Low-wage economy means people aren't buying as much, says retail workers' union
BRITAIN’S high street stores are disappearing at the rate of 14 a day due to a combination of poverty and a switch to online shopping.
Across 500 town centres, there were 2,564 store closures in the first six months of this year, according to research commissioned by accounting and financial services transnational PwC (formerly Price Waterhouse Coopers).
The analysis based on store chains — retail firms with five or more national outlets — was carried out by the Local Data Company.
Charity shops, shoe stores, gift shops and women’s clothing retailers were hardest hit over the period.
The number of closures outstripped the 2,342 shop openings in the first half of the year.
Usdaw general secretary John Hannett, whose union represents retail workers, told the Morning Star that a trend towards online shopping was a contributory factor.
However, he said matters were being made worse by Britain’s low-wage economy and the rise of zero-hours contracts, which has damaged consumer confidence.
“Clearly the economy is important,” he said. “If you are struggling on low pay and uncertain hours, obviously it has an effect. The economy and spending does play a part.”
He said Christmas would be a key test for the retail sector.
“These are challenging times,” he added.
A number of big name store chains, including Woolworths and British Home Stores, have disappeared from the high street in recent years.

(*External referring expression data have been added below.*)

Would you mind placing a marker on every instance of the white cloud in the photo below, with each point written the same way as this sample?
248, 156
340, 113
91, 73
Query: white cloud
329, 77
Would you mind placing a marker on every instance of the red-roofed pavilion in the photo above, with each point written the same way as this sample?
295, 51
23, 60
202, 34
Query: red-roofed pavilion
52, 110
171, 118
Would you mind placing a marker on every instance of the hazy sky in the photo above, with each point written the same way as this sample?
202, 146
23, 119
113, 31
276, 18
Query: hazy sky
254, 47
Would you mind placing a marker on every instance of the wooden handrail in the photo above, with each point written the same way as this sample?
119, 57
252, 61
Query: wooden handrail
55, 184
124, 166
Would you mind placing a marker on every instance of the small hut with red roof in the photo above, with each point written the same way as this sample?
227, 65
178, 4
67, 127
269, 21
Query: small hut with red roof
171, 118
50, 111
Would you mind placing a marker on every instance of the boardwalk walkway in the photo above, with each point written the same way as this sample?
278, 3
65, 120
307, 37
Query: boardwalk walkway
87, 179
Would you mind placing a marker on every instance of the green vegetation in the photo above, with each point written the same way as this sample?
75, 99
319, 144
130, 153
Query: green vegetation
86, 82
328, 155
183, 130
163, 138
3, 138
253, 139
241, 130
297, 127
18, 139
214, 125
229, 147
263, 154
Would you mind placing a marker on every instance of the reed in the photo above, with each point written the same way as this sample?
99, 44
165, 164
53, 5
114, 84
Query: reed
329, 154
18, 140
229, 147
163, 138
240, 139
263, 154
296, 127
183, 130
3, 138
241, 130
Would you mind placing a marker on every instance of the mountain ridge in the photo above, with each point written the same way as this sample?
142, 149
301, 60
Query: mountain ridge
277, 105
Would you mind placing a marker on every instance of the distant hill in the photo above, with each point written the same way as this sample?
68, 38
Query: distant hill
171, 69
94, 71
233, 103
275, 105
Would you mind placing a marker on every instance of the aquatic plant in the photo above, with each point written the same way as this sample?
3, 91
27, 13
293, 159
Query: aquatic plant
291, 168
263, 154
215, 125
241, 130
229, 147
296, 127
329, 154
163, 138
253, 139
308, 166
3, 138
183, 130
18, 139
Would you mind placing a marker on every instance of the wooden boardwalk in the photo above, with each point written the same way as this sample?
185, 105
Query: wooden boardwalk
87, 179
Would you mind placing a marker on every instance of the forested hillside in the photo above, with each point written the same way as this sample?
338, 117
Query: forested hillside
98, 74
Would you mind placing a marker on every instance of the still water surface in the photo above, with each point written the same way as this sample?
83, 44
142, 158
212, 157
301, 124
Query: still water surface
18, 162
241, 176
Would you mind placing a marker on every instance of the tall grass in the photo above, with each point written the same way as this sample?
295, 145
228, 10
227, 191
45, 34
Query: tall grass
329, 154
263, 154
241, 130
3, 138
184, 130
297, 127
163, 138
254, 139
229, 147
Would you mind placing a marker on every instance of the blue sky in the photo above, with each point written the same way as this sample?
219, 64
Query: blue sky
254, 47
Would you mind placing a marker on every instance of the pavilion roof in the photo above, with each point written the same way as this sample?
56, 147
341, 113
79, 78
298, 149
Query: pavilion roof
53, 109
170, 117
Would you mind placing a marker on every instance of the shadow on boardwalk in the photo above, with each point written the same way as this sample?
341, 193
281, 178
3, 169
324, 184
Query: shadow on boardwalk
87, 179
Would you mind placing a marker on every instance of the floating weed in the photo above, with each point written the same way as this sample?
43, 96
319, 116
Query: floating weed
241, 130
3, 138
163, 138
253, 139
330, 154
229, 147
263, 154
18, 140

“Clearly, from an Usdaw point of view, the issue is jobs,” said Mr Hannett, noting that the British Retail Consortium has predicted one million job losses in the future.
Mike Jervis, insolvency partner and retail specialist at PwC, warned that the retail sector could face further trouble.
“The environment is, of course, uncertain, with recent data showing a more challenging retail environment. I expect net store closures to be an ongoing feature of the market,” he said.
Of Britain’s regions, Scotland suffered the biggest number of net closures – 42 this year. Even London suffered a net loss of 23 stores.